According to the latest data released by India’s government, its economy has grown at its slowest pace in almost five years.
In the past financial year – April 2018 to March 2019 – the economy grew by 6.8%. And in the quarter between January and March, it expanded by just 5.8% – falling behind China’s pace for the first time in nearly two years.
This means India is no longer the world’s fastest-growing economy.
One of the most pressing challenges for the country is job creation.
The biggest criticism of Prime Minister Modi, during his first term, was his government’s failure to generate employment, in fact, unemployment touched a 45-year high between 2017 and 2018.
Many are asking, now that Narendra Modi has won a second term with a landslide, what is he going to do about it, especially as the new GDP data make it clear, that India is staring at an economic slowdown.
Unlike China, Over the past 15 years, India’s economic growth has been driven by domestic consumption, but recent data suggests that consumer spending is slowing.
Sales of cars and SUVs have slumped to a seven-year low. Tractor, motorbike and scooter sales are down. Demand for bank credit has struggled to say the least.
Mr Modi’s Bharatiya Janata Party (BJP) promised that it would cut income tax to ensure greater purchasing power. But India’s 3.4% budget deficit – the gap between government expenditure and revenue – might restrict his options, especially as experts agree that the widening fiscal deficit could hold back medium- and long-term growth.
With more than half of India’s population relying on farming one should not be surprised at the effectiveness of farmer’s lobbying power. An example was during Mr Modi’s first term where Farmers across the country regularly protested, demanding higher crop prices and loan waivers. This has resulted in Modi’s Party promising to extend a scheme that offered income support for small- and medium-sized farmers to include all farmers.
Having said that, one of the BJP’s biggest pledges was to spend $1.44tn (£1.14tn) to build roads, railways and other infrastructure. But many observers say that this enormous commitment will have to come from private industry, and this is likely to cause Mr Modi to adopt an aggressive privatisation policy in order to afford it.
Another issue has been Private investment which has lagged for the past few years, as India’s impressive economic growth in the past decade has largely been driven by government expenditure.
This has to change, and policies need to be enacted to prove attractive to foreign investors which is why we believe privatisation is most definitely on the cards.

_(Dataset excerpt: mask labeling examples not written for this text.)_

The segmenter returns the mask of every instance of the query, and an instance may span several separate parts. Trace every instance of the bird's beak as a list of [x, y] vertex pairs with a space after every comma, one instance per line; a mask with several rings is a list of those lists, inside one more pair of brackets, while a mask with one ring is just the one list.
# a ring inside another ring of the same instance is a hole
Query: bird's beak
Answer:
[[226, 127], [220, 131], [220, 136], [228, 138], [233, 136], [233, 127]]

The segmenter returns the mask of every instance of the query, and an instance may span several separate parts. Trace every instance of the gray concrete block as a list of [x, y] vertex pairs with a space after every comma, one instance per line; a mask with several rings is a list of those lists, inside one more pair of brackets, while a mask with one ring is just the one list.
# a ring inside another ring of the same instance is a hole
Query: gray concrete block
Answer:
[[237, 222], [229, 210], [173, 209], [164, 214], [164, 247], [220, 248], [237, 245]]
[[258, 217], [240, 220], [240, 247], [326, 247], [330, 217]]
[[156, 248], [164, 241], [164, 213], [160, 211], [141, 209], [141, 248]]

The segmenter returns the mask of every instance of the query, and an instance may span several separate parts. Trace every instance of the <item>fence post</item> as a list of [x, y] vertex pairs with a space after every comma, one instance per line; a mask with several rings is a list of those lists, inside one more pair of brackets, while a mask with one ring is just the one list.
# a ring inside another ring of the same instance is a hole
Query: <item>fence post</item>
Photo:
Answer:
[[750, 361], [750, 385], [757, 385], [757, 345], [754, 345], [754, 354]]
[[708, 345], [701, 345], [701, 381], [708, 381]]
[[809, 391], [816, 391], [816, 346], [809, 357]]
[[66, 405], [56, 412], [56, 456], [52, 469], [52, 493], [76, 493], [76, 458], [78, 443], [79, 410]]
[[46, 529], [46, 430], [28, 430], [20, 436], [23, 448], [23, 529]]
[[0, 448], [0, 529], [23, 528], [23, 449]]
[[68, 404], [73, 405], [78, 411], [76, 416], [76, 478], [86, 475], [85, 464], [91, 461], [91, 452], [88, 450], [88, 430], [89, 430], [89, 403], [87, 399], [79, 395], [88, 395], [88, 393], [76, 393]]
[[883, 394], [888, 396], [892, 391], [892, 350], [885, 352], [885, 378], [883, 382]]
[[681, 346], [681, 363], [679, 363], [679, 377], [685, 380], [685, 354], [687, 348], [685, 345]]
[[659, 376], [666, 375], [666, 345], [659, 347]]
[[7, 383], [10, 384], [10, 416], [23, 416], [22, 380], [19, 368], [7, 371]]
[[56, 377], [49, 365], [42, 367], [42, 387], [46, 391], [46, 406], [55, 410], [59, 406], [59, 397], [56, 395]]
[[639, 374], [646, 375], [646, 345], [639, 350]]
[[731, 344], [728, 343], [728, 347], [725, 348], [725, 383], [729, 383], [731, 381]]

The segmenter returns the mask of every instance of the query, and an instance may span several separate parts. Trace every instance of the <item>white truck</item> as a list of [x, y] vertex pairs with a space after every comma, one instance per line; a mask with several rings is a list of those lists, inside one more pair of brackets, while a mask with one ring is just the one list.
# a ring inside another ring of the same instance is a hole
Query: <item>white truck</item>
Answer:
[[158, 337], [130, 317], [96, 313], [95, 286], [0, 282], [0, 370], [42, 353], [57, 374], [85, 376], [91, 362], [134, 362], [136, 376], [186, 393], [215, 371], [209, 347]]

That said, it was announced only Friday, that The US will end preferential trade status for India next week, amid a deepening row over protectionism.
India had been the largest beneficiary of a scheme that allows some goods to enter the US duty-free.
However, that status will end on Wednesday, President Trump said Friday.
It was back in March that he announced that it would be revoked because India had failed to provide adequate access to its markets and on Friday the President stated “It is appropriate to terminate India’s designation as a beneficiary developing country.”
This preferential trade treatment for India allowed some $5.6bn worth of exports to enter the US duty free. In fact, President Trump did the same thing to Turkey only last month, in an attempt, according to the Trump administration, “to redress unfair trading relationships with other countries.”
So how likely is this going to affect India’s economy? Well it certainly cannot help. Having said that India currently exports some $83 billion worth of goods and services to the US so $5.6bn is frankly small potatoes.
Having said, that with economic growth slowing, India will be looking to expand its export base rather than see it diminish, which higher prices undoubtedly will cause. This is why it is imperative that Modi look at either privatisation or some other form of capital generating programmes to boost economic growth.
So, what impact could this have of India’s gold demand. Well in 2018 its demand for gold fell by 1% 760.4 tonnes compared to 771.2 tonnes in 2017 – though many had predicted it would be much larger.
Much of the reason was in fact the fall in the value of the rupee and therefore the higher cost of gold. It appears though that demand for the first quarter of this year is robust especially for gold jewellery with demand the highest for the quarter since 2015.
By contrast, India’s consumption of silver jewellery jumped 16 % in 2018 to 76.5 million ounces and Purchases of silver investment bars in India, surged by 160% to 69.4 million ounces. Of course, silver being substituted for gold as it became much more affordable by contrast.
Now certainly gold demand could be in jeopardy if the economy slows down. We frankly are not convinced that it will dramatically slow at this period in time as we have confidence that modi will adopt measures to boost the economy.
Admittedly easier said than done in a global situation of lower growth, and countries such as the US adopting protectionist trade measures. Nevertheless, the Indian economy is still relatively primitive in terms of financial sophistication and therefore has an opportunity to maintain its high levels of growth even if only achieved through domestic consumption initially via infrastructure spend.
So, our analysis for the moment is not to fear any major restrictions in gold and silver demand from India for the foreseeable future, however, of course any further decrease in global trade and growth will inevitably have an impact eventually.